У беды глаза зелёные… - страница 3



– Охотник? Хорошо! О-о, да ты левша! Еще лучше! Старлей! К тебе, в третью команду!


Я подошел к невысокому кривоногому старшему лейтенанту, который, внимательно осмотрев меня щелочками узких глаз, кажется, остался доволен.

«Как лошадь на базаре купил!», – неприязненно подумал я.

В эту же ночь под присмотром старлея Нурамбаева мы тряслись в вагоне скорого поезда на Москву. Через двое суток, опять ночью, наш вагон, битком набитый призывниками, подцепили к поезду Москва-Алма-Ата.

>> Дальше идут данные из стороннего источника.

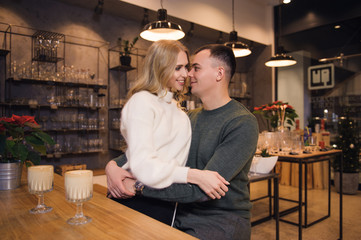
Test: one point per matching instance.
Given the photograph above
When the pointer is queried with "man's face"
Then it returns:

Гражданка кончилась. На ближайшие два года жизнь моя разделилась на «до» и «после», на день и ночь, в основном ночь.

Четверо суток пути, гитара, стрижка наголо под одобрительный гогот ребят, подъедание домашних припасов. Ночная выгрузка на полустанке в казахской степи, невиданные доселе верблюды, прапорщик-хохол. И, наконец, ворота с двумя звездочками, такими же, как дома. Началась служба.


Я попал в специализированное, учебно-диверсионное подразделение по подготовке снайперов при десантно-штурмовой бригаде специального назначения. С первого дня наша служба сопровождалась колючей, неприятной приставкой «спец». Спецзадание, спецоружие, спецстрельбы.

Нас учили выживать, воевать по-настоящему, в основном в ночное время. Особое внимание уделялось метанию ножей и стрельбе на звук и на шорох. Нас учили молниеносной реакции, непонятным сперва формулам.

«Вы должны уже делать то, о чем только начали думать», – основная заповедь.

– Днем вас нет, вы вступаете в бой ночью, в завершающей стадии, – вбивал в наши головы прапорщик, и семена падали на благодатную почву. Всё наше подразделение сделало себе татуировку – голова волка с оскаленной пастью, а по бокам – два ножа.


Из нас делали универсальных солдат, лишенных всяких чувств и эмоций.


Домой я написал только два письма. Бесконечные тренировки настолько выматывали, что вечером мы с трудом добирались до кровати, чтобы утром начать всё сначала. Марш-броски с полной боевой выкладкой, автомат, бьющий по спине, ночные стрельбы, метание ножей в ночных условиях.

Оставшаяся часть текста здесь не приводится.